The question of whether foreigners can buy property in Thailand often arises, and while it is possible, it is essential for buyers to conduct thorough research to understand the available options. Foreigners have different ownership rights and restrictions on land compared to Thai nationals, making it crucial to grasp the allowable parameters before entering into a purchase agreement.
One straightforward option for foreign ownership in Thailand is purchasing a condominium in foreign freehold. Another safe approach for foreigners interested in buying property, such as villas or stand-alone homes on a parcel of land, is to do so through a holding company. Leasehold options are also available, and many foreigners have successfully utilized this arrangement in Thailand. This is the most straightforward answer of the question of Can Foreigners Buy Property in Thailand?
Each option has its own advantages and disadvantages, typically dependent on the type of property being acquired. Let’s explore each type of property ownership mentioned above.
Can Foreigners Buy a House in Thailand?
Foreigners cannot directly own the land on which a dwelling is situated. However, if they wish to purchase a villa or house in Thailand along with the surrounding land, they can do so by establishing a Thai company. This is known as “Thai company freehold,” where the property is owned by the Thai company as an asset.

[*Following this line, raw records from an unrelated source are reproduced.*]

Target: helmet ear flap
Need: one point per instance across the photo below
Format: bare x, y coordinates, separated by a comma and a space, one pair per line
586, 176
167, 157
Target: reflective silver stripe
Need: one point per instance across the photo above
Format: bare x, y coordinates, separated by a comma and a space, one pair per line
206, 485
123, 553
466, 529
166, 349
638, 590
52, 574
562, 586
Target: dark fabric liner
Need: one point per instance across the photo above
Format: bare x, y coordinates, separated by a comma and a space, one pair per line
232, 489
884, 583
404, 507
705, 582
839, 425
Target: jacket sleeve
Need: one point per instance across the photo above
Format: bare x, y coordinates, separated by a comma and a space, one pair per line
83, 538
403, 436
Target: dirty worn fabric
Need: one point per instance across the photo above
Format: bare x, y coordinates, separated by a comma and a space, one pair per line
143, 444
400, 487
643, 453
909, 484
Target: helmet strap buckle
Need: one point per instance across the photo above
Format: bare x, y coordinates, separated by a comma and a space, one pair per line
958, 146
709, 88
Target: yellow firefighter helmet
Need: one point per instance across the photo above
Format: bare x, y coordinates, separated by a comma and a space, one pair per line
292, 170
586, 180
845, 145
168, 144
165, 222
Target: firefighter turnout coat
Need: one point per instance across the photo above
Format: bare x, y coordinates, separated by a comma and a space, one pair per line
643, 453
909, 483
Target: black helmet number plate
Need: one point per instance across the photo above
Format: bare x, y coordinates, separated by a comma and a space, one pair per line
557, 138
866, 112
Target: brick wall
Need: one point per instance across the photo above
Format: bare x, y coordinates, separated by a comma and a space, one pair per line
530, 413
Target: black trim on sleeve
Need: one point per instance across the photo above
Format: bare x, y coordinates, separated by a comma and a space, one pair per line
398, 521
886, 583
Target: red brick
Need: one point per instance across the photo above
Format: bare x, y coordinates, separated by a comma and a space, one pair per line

Although a foreigner is restricted from owning more than 49% of a Thai company, legal professionals often set up a company structure where the remaining 51% is distributed among multiple Thai nationals, allowing the foreigner to retain control of the company. It’s important to note that the foreigner, as the sole director, maintains full authority over all company actions, ensuring control over the property.
This method is a common way for foreign buyers to acquire property in Thailand. It is entirely legal, and even large international businesses operate in this manner within Thailand. Additionally, purchasing property already owned by a foreigner under Thai company freehold can result in significant savings. The transfer of ownership involves changing only the name of the company director, bypassing property sales tax and transfer fees. Although legal assistance is required for paperwork filing, the overall cost is considerably lower.
If the property is not already owned under Thai company freehold, the buyer will need to establish a new Thai company. The associated costs can be as low as 45,000 THB (approximately US$1,500), with annual running costs around 20,000 THB. This company can also be used to obtain a Thai visa and work permit, providing legal residence in Thailand. Furthermore, owning an asset enhances the company’s credibility for future business transactions.
How to Buy a Condo in Thailand as a Foreign Freeholder
According to the 1979 Thai Condominium Act, foreign nationals can own up to 49% of a condominium block in Thailand. This allocation, known as the “foreign quota,” is based on the total available living space rather than the number of units.
For example, if a condo project has 100,000 square meters of living space, foreigners can own up to 49,000 square meters, regardless of the number of units. Demand for foreign freehold space is typically high, resulting in a higher market value. Therefore, developers often sell foreign freehold space at a premium price. The premiums for foreign freehold quota can vary, but a reasonable range could be between 100,000-500,000 THB per unit.
One crucial requirement for foreign freehold property is that the funds used for the condo purchase must be transferred into Thailand from abroad. Upon receipt of the funds, a Thai bank will issue a Foreign Exchange Transaction (FET) form, which needs to be presented at the land office during the transfer of the land title (cha-note).
Offsetting the high demand for foreign freehold space, developers employ strategies to make their Thai freehold and leasehold units more competitive by offering them at lower prices. This approach aims to attract buyers who may not qualify for foreign freehold ownership.
Foreigners have the opportunity to occupy Thai quota living space in a condominium complex by acquiring a lease on the property. This form of ownership is commonly known as leasehold ownership and applies to both land and buildings. Foreigners can also own land through a Thai company, which provides an alternative avenue for property acquisition.
A leasehold title presents the cheapest and easiest way for foreigners to obtain property in Thailand, regardless of the type of property. Under this arrangement, foreigners can apply for a construction permit to build on the leased land and register the structure under their name.
Officially, the lease term can span up to 30 years. However, it is widely accepted that the lessor and lessee can negotiate an agreement to renew the lease twice, resulting in a total duration of 90 years. It is crucial for all parties involved to ensure the accuracy of the information stated in the lease agreement. The leased land should possess the appropriate title deed (cha-note), specify the correct contract duration, outline the purchaser’s rights for resale, and include the registration fee.